Si des politiques de «diversité» sont mises en place, elles ne sont efficaces qu’avec le soutien et l’engagement de la direction générale
Bruno de Roulhac

Loin des clichés, les groupes français privilégient davantage les femmes dans leurs équipes dirigeantes que leurs homologues continentaux. Telle est la conclusion d’une étude sur les comités exécutifs de 19 grandes entreprises de l’EuroStoxx 50, dont 12 françaises, menée par le cabinet de recrutement Heidrick & Struggles en partenariat avec l’European Professional Women’s Network.

Si 45% des entreprises du panel comptent au moins une femme (et 20% deux ou plus) dans leur comité exécutif, ce taux monte à 75% pour les entreprises françaises. Toutefois, les femmes ne pèsent en moyenne que 6% d’un comité, et les deux tiers y siègent depuis moins de trois ans.

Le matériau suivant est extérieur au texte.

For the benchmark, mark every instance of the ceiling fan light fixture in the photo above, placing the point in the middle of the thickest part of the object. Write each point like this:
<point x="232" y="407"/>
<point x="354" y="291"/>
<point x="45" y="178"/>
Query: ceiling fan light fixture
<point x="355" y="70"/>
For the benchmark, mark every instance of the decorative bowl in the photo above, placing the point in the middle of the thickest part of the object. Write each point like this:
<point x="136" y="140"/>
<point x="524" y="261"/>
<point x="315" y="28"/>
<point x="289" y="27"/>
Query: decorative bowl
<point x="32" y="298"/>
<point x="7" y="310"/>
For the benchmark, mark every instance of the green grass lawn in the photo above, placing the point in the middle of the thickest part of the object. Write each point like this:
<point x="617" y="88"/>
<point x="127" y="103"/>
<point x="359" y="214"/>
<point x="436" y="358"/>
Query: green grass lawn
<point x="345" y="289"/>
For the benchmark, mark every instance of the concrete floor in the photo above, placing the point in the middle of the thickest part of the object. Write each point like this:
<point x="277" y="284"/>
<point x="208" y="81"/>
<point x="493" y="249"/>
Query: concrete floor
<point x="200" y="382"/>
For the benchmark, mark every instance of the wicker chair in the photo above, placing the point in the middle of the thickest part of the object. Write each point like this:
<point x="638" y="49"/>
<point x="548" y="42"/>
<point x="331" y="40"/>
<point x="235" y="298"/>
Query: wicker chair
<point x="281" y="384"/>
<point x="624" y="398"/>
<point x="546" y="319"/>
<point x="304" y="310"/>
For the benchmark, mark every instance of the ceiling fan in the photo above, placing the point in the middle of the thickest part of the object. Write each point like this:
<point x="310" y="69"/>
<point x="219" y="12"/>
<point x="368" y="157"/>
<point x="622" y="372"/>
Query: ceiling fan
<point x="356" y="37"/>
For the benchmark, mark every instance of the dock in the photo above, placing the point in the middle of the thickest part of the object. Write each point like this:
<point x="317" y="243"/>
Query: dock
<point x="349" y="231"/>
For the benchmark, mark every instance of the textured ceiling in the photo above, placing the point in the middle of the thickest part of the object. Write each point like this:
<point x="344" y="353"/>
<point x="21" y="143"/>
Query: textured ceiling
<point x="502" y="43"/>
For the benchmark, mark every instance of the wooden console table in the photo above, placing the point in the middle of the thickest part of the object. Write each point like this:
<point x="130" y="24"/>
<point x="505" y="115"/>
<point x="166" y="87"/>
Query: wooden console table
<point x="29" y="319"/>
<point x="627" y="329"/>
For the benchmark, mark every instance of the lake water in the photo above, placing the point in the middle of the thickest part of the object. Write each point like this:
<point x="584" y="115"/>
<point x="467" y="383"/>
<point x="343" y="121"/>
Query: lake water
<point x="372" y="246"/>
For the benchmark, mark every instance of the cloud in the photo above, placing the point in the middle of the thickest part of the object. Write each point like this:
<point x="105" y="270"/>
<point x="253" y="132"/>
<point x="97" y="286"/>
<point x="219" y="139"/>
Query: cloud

En France, L’Oréal, Accor et Saint-Gobain affichent un taux de 20% ou plus, tandis que le Crédit Agricole, Vinci et Carrefour ne comptent toujours aucune femme. Signe du changement de mentalité en cours, la proportion de femmes en charge d’une division opérationnelle a triplé en six ans et atteint 29% contre 71% pour celles dirigeant une fonction support (communication, RH, etc.).

Désormais 83% des entreprises du panel ont mis en place une politique de «diversité» et 50% ont créé un poste dédié. D’ailleurs, 44% des sociétés du panel se sont fixé des objectifs chiffrés de femmes dirigeantes, généralement à horizon 2015.

Pour les aider, 70% des entreprises sondées soutiennent un réseau féminin en interne et 25% sont membres de réseaux sectoriels, comme InterElles (industrie et télécoms) ou Financi’Elles.

Plus d’un tiers d’entre elles ont installé, ou vont lancer un programme d’accompagnement (mentoring) de leurs futures dirigeantes. L’étape suivante devra être un véritable sponsoring de ces femmes par les membres du comité exécutif.

Toutefois les stéréotypes culturels demeurent. Notamment le «présentéisme» (rester tard au bureau, ndlr), jugé nécessaire pour accéder au top management. Le congé maternité demeure quant à lui un obstacle majeur à la carrière, les entreprises ne valorisant pas cette expérience, pas plus que le congé sabbatique.

Aussi, l’étude propose des axes d’avancée : mettre en place des programmes de changement culturel pour lutter contre les stéréotypes – du type, l’homme est logique, la femme intuitive –, et proposer des outils de carrière dédiés aux femmes (prises de parole en public,…). Dans tous les cas, pour être efficaces, ces mesures doivent être soutenues directement par la direction générale.